I don’t know about you, but fall makes me crave comfort foods. Not so much meat and potato type dishes, more like soups and chili. I usually cook on Sunday afternoons so that my meals are ready for the week. Meal planning is crucial if you have a hectic schedule and still want to eat healthy foods.

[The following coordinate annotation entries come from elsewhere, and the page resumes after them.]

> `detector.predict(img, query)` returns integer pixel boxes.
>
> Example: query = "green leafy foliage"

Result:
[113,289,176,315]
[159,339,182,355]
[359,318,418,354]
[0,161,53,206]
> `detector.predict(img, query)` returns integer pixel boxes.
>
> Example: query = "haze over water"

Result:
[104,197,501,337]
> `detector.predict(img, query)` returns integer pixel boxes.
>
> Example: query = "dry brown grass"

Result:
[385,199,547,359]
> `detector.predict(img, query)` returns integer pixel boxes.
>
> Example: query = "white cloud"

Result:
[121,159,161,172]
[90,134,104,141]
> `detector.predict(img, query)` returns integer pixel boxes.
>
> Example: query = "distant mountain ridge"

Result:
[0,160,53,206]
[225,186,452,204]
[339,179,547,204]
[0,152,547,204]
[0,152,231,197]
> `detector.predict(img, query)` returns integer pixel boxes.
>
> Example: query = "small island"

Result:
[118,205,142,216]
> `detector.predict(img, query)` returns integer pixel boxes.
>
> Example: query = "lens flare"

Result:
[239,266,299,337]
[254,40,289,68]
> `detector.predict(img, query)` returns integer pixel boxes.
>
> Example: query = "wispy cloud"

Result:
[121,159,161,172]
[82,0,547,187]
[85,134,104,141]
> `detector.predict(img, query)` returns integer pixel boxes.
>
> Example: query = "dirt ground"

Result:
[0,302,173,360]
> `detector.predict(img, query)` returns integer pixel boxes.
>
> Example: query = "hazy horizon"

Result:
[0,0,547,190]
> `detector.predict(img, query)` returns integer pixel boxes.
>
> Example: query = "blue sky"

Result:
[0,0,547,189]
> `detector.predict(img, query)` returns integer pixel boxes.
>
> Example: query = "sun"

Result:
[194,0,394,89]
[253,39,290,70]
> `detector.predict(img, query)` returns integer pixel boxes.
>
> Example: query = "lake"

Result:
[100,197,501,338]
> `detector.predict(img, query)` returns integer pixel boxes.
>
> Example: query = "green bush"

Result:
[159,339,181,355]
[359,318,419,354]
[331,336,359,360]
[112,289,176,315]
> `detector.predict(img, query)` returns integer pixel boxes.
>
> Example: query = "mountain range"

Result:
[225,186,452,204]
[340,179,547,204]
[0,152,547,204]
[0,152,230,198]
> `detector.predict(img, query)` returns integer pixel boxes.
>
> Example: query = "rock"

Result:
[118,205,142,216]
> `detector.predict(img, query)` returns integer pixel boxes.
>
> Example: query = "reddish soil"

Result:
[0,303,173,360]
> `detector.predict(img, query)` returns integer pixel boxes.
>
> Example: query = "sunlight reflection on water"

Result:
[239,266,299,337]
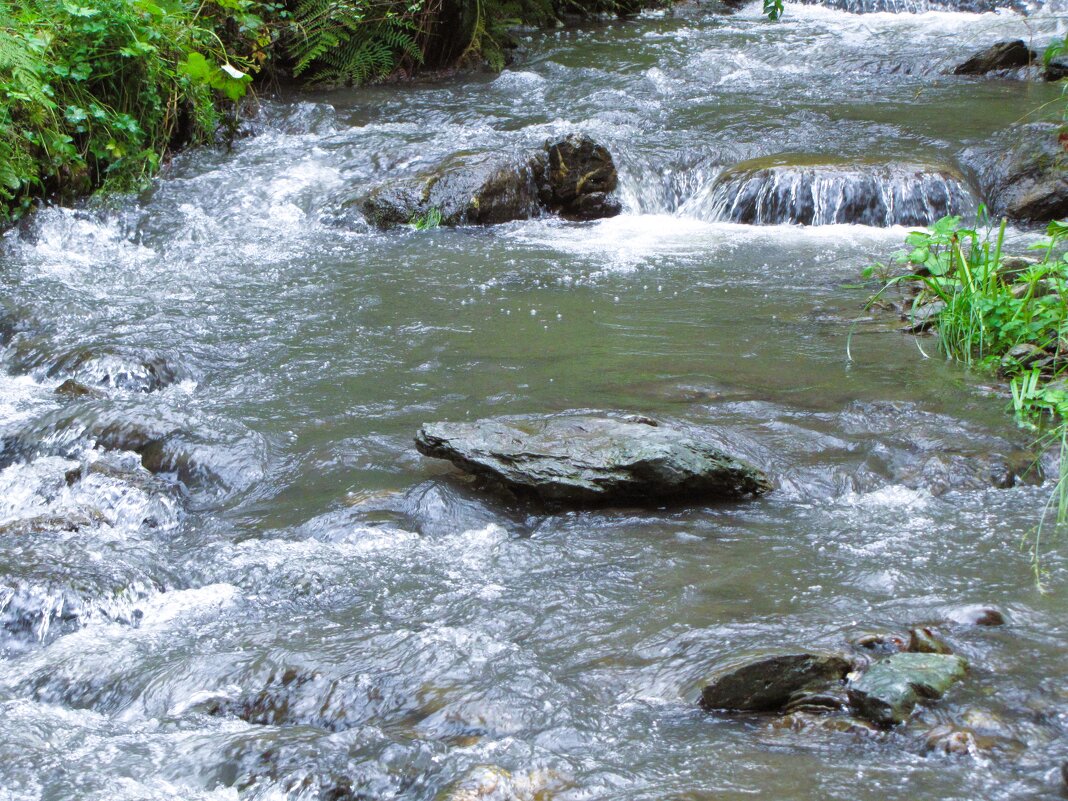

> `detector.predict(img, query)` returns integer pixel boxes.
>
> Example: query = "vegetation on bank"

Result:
[0,0,648,224]
[866,216,1068,579]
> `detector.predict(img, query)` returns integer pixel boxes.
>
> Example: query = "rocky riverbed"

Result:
[0,0,1068,801]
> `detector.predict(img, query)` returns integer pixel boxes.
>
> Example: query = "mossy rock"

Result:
[849,654,968,726]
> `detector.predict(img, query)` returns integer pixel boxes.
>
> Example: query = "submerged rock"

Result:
[924,723,1026,756]
[1042,56,1068,81]
[849,654,968,726]
[543,134,621,220]
[701,653,852,712]
[909,626,953,654]
[440,765,567,801]
[953,38,1038,75]
[415,414,771,504]
[363,154,545,227]
[710,154,974,225]
[362,134,622,227]
[946,603,1005,626]
[962,124,1068,222]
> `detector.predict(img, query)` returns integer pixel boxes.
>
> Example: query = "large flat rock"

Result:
[415,414,771,505]
[849,654,968,726]
[701,653,851,712]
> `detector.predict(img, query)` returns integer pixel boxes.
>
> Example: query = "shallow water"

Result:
[0,0,1068,801]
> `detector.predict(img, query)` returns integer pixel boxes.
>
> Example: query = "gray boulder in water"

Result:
[701,653,852,712]
[415,414,771,505]
[363,154,545,227]
[961,124,1068,222]
[710,154,974,225]
[361,134,622,227]
[849,654,968,726]
[953,38,1038,75]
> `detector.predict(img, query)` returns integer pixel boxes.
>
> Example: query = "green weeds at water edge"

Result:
[0,0,281,222]
[865,216,1068,587]
[408,208,441,231]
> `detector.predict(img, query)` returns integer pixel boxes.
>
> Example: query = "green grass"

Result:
[408,208,441,231]
[865,215,1068,586]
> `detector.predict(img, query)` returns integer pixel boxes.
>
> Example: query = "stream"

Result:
[0,0,1068,801]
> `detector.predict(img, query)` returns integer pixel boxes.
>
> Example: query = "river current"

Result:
[0,4,1068,801]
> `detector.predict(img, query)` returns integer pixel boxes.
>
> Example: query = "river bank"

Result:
[0,4,1068,801]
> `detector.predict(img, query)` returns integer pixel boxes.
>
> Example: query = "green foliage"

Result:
[288,0,430,85]
[764,0,783,21]
[0,0,280,221]
[865,217,1068,583]
[408,208,441,231]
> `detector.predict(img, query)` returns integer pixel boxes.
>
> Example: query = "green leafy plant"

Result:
[865,209,1068,584]
[288,0,431,85]
[764,0,783,21]
[0,0,281,221]
[409,208,441,231]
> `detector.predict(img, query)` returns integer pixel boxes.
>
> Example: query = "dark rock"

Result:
[850,632,909,654]
[924,723,1024,756]
[1042,54,1068,81]
[909,626,953,654]
[415,414,771,504]
[56,378,104,397]
[701,654,852,712]
[363,153,546,227]
[849,654,968,726]
[961,124,1068,222]
[362,134,622,227]
[543,134,621,220]
[946,603,1005,626]
[40,347,180,392]
[953,40,1038,75]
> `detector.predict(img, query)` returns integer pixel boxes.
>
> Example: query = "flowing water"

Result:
[0,5,1068,801]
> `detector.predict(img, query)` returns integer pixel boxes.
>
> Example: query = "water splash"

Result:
[679,159,975,226]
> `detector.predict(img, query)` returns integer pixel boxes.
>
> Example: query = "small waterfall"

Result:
[801,0,1029,14]
[680,159,975,226]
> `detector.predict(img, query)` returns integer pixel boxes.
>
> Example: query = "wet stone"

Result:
[946,603,1005,626]
[701,653,852,712]
[438,765,566,801]
[56,378,104,398]
[909,627,953,654]
[850,632,909,654]
[360,134,622,229]
[415,414,771,505]
[953,40,1038,75]
[849,654,968,726]
[924,723,1024,756]
[961,124,1068,222]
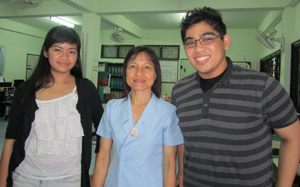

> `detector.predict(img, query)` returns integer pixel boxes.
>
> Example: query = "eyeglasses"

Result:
[182,35,224,49]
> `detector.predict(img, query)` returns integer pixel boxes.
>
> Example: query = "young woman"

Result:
[92,46,183,187]
[0,26,103,187]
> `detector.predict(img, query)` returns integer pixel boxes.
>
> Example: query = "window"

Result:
[260,50,281,81]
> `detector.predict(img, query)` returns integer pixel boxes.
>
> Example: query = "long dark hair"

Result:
[122,46,161,98]
[22,26,82,106]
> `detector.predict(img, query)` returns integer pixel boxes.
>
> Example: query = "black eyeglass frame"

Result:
[182,35,224,49]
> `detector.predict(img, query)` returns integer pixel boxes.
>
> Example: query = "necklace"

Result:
[132,115,140,124]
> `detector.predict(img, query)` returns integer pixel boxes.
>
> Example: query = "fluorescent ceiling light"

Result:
[50,17,74,28]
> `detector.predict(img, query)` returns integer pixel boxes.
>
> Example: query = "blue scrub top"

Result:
[97,94,183,187]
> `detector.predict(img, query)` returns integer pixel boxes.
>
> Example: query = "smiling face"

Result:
[44,42,78,74]
[126,53,156,92]
[185,22,230,79]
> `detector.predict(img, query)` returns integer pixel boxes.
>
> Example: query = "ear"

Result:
[43,47,48,58]
[223,34,231,50]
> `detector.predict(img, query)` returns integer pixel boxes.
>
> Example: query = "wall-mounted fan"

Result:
[255,29,284,52]
[10,0,43,8]
[110,27,125,43]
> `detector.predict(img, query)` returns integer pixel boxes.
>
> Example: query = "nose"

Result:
[136,67,143,75]
[60,51,69,59]
[194,40,205,51]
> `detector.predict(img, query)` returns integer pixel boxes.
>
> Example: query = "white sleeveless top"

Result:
[16,87,84,180]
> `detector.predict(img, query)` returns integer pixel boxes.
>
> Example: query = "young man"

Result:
[171,7,300,187]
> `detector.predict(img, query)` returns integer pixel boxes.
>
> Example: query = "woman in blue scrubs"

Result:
[92,46,183,187]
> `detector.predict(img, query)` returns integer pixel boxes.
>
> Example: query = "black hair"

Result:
[180,7,226,42]
[122,46,161,98]
[22,26,82,106]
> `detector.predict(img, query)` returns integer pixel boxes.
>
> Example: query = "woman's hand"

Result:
[91,137,112,187]
[164,145,177,187]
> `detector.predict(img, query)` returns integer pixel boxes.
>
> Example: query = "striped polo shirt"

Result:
[171,58,297,187]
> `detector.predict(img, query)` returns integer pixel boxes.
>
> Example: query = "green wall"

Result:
[0,4,300,95]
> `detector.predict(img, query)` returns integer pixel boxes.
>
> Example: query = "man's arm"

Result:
[176,144,184,187]
[0,139,15,187]
[274,120,300,187]
[91,137,112,187]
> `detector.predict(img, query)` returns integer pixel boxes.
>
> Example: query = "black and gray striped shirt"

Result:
[171,58,297,187]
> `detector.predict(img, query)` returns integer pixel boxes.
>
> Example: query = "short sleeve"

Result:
[96,102,112,139]
[261,77,297,128]
[163,107,183,146]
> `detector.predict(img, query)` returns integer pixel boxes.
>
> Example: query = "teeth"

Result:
[196,56,209,61]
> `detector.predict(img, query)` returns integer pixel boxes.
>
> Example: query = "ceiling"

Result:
[0,0,299,34]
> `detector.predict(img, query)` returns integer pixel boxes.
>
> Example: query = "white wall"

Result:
[0,19,46,82]
[0,4,300,95]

This week I made a delicious tomato and barley soup that I’d like to share with you. It may sound like a lot of ingredients but trust me when I say this is super easy to throw together. It’s low in sodium and calories and with the mushrooms, kale and tomatoes it’s pact with nutrition. What I like most about this recipe are the spices; cayenne pepper, cinnamon, cumin and corriander. The combination warms you right up. I like to have this soup with a side of cottage cheese for some added protein. But if cottage cheese isn’t your thing you could easily make this a side dish with one of your meals.
The next time you have a craving for comfort food, give this tomato and barley soup a try. The ingredients are simple and it is very easy to make.
Inspired by Whole Food’s Tomato Bulgar Soup with Warm Spices
Tomato Barley Soup; The Perfect Comfort Food
| Serves | 4-5 |
Ingredients
- 4 cups Low sodium vegetable or chicken broth
- 1 Onion (chopped)
- 2 cloves Garlic (minced)
- 1 cup Mushrooms (diced)
- 1 teaspoon Ground corriander
- 1 teaspoon Ground cumin
- 1 dash Cayenne pepper (or more if you like it hot)
- Ground black pepper to taste
- 1 tablespoon Cinnamon (I recommend starting with 1/2 tbsp and adding more as needed)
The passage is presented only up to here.